Make categorisation useful
The traditional blog is ordered by time, which is a decent way to do things when the content consists of personal updates, but a poor experience if you’re writing more evergreen and/or domain-specific content. Instead, prefer organisation that complements your content and prolificacy (or lack thereof).
Topic
Don’t make topics too granular to start with (a simple “culture” section is better than a handful of sub-categorical tags). Only add them once you find that there are in fact multiple posts that fall under a tag. Few things are more disappointing for a reader than clicking on a tag and seeing a grand total of 2 posts.
Quality
There are two measures of this that I like:
- Most popular: The greatest hits and most shared posts. What was well-liked will probably still be worth reading.
- Personal favouries: A space to surface content you think is somewhat underrated or worth checking out (perhaps due to how different they are from your regular fare).
Length
It’s somewhat useful to give readers an expectation of how long a particular piece is, so that they can adjust their actions accordingly. Depending on length of individual posts and the site-wide average, they might:
- Save things to a read-it-later service
- Browse the whole site in one sitting
- Open certain posts in new tabs
- Decide to subscribe to your RSS feed
Use more content formats
My site has 3 main ones, which is what I recommend for most people.
- Lists: Evergreen collections that I update over time.

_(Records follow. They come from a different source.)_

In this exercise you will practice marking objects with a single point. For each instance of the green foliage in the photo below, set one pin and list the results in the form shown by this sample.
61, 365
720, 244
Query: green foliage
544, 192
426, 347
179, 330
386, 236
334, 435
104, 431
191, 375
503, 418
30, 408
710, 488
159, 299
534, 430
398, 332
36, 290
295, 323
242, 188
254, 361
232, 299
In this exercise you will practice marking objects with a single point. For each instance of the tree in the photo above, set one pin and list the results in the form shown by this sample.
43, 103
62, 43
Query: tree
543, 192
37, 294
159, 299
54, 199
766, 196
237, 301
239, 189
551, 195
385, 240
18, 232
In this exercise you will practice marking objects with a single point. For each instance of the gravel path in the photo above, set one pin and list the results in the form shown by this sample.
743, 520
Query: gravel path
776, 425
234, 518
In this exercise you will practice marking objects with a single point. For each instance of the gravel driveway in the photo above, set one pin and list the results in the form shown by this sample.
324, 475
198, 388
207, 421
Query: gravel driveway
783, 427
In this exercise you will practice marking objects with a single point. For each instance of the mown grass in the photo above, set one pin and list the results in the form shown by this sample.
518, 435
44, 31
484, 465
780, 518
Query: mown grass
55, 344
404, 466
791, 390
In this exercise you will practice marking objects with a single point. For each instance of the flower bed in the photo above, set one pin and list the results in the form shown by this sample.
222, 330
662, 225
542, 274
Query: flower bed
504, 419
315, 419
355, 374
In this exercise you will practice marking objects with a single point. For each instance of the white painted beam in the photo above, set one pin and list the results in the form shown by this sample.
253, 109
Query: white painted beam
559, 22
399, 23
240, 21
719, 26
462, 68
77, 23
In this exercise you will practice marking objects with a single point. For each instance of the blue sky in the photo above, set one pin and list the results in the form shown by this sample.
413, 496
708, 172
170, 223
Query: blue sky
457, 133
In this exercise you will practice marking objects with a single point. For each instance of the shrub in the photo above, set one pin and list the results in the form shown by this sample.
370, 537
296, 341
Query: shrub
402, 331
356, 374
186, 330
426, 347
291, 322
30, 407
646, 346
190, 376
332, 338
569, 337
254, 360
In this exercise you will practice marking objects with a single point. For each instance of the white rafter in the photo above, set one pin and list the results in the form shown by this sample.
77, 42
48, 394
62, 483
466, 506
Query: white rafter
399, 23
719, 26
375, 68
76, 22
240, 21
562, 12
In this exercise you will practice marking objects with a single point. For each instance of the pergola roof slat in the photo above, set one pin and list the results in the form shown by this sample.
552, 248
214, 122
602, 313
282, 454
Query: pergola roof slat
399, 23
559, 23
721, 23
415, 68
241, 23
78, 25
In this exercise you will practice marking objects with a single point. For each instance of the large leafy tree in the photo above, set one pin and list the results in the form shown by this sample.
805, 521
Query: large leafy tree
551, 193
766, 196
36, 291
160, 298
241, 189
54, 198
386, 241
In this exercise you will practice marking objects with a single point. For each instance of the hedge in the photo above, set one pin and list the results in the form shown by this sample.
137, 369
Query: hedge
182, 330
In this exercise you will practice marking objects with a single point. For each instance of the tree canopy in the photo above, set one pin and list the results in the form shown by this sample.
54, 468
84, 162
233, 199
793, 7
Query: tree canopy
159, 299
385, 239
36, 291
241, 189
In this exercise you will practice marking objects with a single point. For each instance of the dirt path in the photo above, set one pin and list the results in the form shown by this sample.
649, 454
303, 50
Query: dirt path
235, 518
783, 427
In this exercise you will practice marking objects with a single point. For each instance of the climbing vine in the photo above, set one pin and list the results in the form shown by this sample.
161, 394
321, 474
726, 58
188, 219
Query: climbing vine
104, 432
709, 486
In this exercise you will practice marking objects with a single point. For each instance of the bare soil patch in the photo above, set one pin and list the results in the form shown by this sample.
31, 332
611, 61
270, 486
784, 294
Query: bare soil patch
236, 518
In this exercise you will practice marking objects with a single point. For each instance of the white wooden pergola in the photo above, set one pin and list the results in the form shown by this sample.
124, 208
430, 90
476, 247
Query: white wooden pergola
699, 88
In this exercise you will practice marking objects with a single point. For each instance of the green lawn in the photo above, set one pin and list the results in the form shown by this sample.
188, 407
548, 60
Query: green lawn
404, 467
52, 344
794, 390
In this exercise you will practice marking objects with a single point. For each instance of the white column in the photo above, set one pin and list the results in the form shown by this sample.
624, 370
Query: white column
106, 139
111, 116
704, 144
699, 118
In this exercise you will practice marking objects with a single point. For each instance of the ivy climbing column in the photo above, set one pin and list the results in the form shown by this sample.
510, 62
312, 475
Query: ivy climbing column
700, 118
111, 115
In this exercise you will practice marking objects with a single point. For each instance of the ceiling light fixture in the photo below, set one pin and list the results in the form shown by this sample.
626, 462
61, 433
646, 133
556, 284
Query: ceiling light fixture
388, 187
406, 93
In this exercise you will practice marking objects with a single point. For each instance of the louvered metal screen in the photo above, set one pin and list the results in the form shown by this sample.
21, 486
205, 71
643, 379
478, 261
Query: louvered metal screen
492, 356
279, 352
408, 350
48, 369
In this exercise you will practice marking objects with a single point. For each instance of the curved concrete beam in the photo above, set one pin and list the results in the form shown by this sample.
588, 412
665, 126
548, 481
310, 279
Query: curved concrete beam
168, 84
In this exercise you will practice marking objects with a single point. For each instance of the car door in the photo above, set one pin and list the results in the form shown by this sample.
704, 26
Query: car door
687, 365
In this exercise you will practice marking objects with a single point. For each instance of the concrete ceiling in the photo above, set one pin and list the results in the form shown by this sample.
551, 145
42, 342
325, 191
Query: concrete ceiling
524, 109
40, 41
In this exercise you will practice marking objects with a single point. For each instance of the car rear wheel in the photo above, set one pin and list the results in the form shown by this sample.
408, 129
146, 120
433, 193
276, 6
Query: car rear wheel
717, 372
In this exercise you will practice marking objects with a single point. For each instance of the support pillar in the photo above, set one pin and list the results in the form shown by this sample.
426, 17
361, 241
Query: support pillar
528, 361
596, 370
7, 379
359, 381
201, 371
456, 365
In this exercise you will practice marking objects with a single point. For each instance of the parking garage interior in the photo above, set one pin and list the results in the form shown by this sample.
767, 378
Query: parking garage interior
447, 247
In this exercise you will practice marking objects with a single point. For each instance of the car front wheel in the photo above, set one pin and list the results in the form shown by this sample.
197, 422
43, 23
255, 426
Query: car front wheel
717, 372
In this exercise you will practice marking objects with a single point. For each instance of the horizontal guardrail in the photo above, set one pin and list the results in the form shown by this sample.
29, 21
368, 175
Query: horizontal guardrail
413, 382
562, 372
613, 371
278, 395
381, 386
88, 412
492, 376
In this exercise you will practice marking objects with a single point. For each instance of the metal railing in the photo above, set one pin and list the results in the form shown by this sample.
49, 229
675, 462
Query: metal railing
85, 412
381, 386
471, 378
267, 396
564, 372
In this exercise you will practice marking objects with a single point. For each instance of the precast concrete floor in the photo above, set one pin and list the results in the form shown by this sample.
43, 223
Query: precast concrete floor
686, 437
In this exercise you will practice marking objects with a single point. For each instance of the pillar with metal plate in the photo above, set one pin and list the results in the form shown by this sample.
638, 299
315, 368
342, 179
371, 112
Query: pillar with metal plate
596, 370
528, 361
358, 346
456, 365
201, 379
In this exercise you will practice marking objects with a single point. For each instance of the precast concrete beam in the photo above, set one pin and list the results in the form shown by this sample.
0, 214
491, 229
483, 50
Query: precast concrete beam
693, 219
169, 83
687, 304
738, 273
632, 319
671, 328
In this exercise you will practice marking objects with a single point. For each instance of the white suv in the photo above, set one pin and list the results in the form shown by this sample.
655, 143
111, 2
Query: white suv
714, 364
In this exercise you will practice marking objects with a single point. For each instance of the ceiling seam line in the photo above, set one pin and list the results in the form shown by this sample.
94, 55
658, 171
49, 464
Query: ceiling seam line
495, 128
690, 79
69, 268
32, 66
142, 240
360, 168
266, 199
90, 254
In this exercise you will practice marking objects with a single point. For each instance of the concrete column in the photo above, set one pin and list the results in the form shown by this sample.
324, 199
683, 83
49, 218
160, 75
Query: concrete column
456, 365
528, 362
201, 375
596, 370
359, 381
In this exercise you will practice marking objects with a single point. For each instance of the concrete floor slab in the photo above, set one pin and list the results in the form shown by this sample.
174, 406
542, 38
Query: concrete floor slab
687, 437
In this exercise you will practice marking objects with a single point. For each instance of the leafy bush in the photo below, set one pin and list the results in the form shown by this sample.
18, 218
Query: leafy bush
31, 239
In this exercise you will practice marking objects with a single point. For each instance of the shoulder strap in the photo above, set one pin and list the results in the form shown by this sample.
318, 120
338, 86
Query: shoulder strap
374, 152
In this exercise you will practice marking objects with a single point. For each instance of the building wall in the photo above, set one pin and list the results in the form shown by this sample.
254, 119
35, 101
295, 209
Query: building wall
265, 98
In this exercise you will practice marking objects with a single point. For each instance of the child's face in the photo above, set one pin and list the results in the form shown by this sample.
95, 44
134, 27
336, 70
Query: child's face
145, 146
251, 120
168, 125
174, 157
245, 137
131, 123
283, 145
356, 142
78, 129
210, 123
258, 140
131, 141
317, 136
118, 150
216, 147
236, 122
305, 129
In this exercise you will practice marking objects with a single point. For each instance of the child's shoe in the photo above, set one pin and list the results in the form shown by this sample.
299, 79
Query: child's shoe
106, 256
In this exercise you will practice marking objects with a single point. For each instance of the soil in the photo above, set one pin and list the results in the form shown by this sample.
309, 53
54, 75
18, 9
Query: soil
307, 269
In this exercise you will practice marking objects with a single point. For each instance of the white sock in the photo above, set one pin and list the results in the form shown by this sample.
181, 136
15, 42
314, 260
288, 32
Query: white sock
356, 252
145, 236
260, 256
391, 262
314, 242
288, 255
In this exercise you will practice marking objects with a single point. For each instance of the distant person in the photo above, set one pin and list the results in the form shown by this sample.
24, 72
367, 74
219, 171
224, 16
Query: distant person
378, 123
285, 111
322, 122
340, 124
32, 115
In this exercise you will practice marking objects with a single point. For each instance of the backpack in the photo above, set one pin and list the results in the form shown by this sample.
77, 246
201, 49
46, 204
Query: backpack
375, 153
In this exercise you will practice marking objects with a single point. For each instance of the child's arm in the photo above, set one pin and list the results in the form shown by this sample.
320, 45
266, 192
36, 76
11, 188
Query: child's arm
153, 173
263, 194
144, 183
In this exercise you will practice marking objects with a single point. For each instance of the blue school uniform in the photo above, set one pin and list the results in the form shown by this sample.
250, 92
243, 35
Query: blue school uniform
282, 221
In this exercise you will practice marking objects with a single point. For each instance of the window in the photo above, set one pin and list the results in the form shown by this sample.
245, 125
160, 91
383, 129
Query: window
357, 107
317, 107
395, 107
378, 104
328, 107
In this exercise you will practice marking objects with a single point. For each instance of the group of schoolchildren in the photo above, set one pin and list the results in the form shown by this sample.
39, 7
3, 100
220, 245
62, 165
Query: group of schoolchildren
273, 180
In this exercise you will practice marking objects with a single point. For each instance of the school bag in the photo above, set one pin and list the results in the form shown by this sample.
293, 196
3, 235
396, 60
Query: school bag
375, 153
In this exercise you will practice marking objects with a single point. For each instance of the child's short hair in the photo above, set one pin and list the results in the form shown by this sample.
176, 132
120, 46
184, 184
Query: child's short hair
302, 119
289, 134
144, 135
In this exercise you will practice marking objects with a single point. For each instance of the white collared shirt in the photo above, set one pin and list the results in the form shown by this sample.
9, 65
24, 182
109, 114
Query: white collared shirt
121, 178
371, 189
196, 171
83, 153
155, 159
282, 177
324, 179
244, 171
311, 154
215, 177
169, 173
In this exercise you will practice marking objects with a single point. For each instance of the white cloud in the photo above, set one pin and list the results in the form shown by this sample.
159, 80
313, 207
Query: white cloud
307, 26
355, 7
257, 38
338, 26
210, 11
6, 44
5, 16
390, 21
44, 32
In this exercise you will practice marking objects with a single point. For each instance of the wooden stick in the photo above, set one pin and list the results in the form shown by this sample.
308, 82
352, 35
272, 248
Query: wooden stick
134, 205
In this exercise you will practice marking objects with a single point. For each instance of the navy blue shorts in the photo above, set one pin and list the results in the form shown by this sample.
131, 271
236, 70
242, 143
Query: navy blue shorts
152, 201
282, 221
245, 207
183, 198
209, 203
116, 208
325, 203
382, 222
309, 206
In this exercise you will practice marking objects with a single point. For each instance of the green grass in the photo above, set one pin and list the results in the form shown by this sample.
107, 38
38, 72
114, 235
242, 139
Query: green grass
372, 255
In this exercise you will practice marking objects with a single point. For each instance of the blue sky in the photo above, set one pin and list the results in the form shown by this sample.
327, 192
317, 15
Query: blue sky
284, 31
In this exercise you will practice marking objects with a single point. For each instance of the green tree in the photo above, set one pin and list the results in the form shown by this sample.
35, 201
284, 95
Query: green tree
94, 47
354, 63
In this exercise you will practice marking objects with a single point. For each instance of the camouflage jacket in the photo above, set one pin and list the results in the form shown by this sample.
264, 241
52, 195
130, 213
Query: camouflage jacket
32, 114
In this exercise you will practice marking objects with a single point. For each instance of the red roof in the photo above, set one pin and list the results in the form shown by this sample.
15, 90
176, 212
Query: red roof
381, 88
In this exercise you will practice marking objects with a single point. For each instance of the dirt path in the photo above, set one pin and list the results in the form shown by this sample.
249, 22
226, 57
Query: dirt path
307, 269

- Guides: Pieces of some heft, where I speak with some authority.
- Riffs: Short temporal posts, closest to the classic blog.
There are also Notebooks, but those are closer to “basket of links and excerpts that might lead to proper posts”, and not considered real publications.
But you can also have special sections for a bookshelf (with reviews?), media galleries, blogchains, etc. etc.
Use short URLs, if you can afford to
There’s nothing wrong with having your posts live at domain.com/posts/2025-12-25/post-url but there’s something really nice about being able to share URLs that look as neat as domain.com/post-url by quickly typing them out.
Let things feel like paper
Don’t scrolljack, don’t animate too much, don’t use WYSIWYG slop (if you can help it). Try to avoid Javascript-based nonsense (every time I see Next.js being used for a personal site, I say a silent prayer for the author’s soul), let webpages load like webpages.